For a long time, pirate site blocking was regarded as a no-go topic in US politics.
This was a remnant of the SOPA defeat, which drove copyright holders to focus on blocking efforts in other countries instead, with success.
Now that nearly a decade has passed, momentum is changing. After Canada became the first North American country to impose a pirate site blockade, the issue is now openly debated on the Hill. Just a few weeks ago, it was the main topic during a Senate subcommittee hearing.
This hearing was informative but also raised further questions from Senators Tillis, Coons, and Blumenthal, who asked participants to follow up in writing. Stan McCoy, President and Managing Director of the Motion Picture Association’s EMEA region, for example, was asked to go into the site-blocking issue in more detail.
His answers, which have now been published, are carefully worded but clearly suggest that “takedown notices” alone are not effective in stopping piracy.
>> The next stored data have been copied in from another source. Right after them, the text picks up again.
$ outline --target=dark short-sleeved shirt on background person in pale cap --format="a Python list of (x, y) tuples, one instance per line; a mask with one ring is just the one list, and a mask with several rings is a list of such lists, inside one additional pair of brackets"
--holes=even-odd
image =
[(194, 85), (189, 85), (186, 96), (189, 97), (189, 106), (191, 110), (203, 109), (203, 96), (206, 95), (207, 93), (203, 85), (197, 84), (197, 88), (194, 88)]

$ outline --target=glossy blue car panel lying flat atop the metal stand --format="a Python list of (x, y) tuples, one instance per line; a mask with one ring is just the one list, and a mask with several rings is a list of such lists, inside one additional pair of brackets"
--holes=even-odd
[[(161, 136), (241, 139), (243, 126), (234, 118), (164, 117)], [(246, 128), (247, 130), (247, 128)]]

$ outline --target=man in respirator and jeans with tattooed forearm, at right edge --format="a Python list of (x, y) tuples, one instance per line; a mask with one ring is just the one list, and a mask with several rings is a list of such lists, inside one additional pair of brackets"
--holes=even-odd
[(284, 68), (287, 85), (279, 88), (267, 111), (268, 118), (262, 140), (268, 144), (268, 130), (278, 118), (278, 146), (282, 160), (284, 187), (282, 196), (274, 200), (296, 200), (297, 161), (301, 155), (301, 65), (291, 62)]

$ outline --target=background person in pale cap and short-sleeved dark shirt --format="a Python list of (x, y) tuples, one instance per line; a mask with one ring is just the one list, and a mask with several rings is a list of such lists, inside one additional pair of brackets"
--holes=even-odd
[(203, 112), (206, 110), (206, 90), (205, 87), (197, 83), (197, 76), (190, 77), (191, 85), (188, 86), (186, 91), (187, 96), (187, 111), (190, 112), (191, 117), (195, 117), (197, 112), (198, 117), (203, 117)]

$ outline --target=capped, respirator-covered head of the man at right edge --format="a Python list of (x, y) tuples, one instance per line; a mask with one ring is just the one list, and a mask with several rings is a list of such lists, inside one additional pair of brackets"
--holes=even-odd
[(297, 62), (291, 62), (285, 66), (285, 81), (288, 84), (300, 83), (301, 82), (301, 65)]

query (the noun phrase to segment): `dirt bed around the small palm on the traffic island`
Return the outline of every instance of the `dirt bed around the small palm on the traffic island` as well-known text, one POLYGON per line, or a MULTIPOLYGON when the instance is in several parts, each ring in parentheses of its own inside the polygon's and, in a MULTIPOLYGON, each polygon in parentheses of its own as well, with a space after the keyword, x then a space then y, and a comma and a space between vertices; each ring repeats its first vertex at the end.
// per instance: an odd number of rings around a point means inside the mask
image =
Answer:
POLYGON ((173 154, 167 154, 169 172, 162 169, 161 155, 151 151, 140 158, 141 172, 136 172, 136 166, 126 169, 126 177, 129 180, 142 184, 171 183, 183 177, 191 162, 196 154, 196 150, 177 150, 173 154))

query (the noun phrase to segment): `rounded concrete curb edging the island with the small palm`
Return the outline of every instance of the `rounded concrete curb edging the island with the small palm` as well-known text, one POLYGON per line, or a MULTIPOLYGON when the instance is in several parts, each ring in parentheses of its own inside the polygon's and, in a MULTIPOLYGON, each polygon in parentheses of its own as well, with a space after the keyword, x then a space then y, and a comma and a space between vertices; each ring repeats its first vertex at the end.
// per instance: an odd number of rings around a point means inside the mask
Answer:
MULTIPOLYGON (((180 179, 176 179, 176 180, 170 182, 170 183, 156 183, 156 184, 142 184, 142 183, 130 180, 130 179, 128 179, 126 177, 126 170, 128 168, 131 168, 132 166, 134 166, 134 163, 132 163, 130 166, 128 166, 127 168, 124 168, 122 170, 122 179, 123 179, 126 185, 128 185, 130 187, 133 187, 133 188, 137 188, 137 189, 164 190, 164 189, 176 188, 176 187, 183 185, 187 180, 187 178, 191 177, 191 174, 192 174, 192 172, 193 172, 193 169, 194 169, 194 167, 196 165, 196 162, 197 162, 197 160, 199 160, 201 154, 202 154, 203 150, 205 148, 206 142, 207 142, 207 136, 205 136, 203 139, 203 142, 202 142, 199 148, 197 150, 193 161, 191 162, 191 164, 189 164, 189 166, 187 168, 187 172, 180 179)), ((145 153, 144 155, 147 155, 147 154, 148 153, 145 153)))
According to the MPA, the standard takedown procedure must be paired with site blocking.
“The lesson of our experience at the Motion Picture Association is that notice-and-takedown must be complimented [sic] by voluntary proactive measures and other legal tools, such as no-fault injunctive relief,” McCoy writes.
This experience comes from the various blocking efforts in other countries. These have shown that the process works without significantly affecting the availability of legal content.
[T]he experiences of numerous jurisdictions that have implemented site blocking to date demonstrate clearly that the remedy is highly effective and has posed no obstacle to innovation, nor has it adversely affected the internet and online services in those countries.
“Quite the contrary in fact: By curbing piracy, this remedy enhances the opportunity for legitimate services to flourish,” McCoy adds.
During the Senate hearing, it was stressed that site blocking is already an option in the US. Under DMCA section 512(j), copyright holders can request such an injunction, without making any changes to the current law.
At the time, MPA’s Stan McCoy said this was a “hypothetical remedy” that may not work, so Senator Tillis asked him to explain what the problem is.
In his response, McCoy writes that the MPA indeed believes that the relevant DMCA section allows courts to order pirate site blockades. However, the text of the law is not entirely clear on whether ISPs have to be held liable or not.
“[T]his provision suffers from some drafting ambiguity – including its location within the overall safe harbor regime – and has likely not been used due to concern by rightsholders that the provision might be interpreted as requiring a finding of liability on the part of the ISP,” McCoy responds.
According to some, this could be fixed by changing the provision to allow for so-called “no-fault” injunctions. However, the MPA understands that legislative change is not easy, so they are also looking for alternative legal options, while also trying to get ISPs and other intermediaries to cooperate voluntarily.
Throughout his answers, the MPA executive repeats that site blocking is an effective tool. In response to a question from Senator Coons, McCoy confirms that the US can implement a similar framework while providing adequate due process protections and without violating free speech rights.
“[M]any jurisdictions around the world that share a strong commitment to human rights, including freedom of speech, have implemented site blocking with due process safeguards appropriate to their legal systems,” McCoy writes.
The responses clearly show that the MPA is continuing to push US lawmakers to consider options for ‘no fault’ site-blocking injunctions in the US.
The hearing and subsequent questions also included different opinions, however. As highlighted earlier, former Pirate Party MEP Julia Reda stressed that the availability of affordable legal options should be the priority.
More recently, Daphne Keller of Stanford University’s Cyber Policy Center cautioned senators that site blockades have led to negative consequences in other countries, and that foreign standards may prove to be problematic in the US.
“Whatever attempted safeguards may pass muster under European or international standards for protection of free expression, however, there will likely remain serious questions under the U.S.’s stringent constitutional standards,” Keller cautioned.
As said before, these recent developments are a clear change compared to previous years, when the site-blocking topic was largely avoided. The question is whether this will result in any concrete legislative proposals.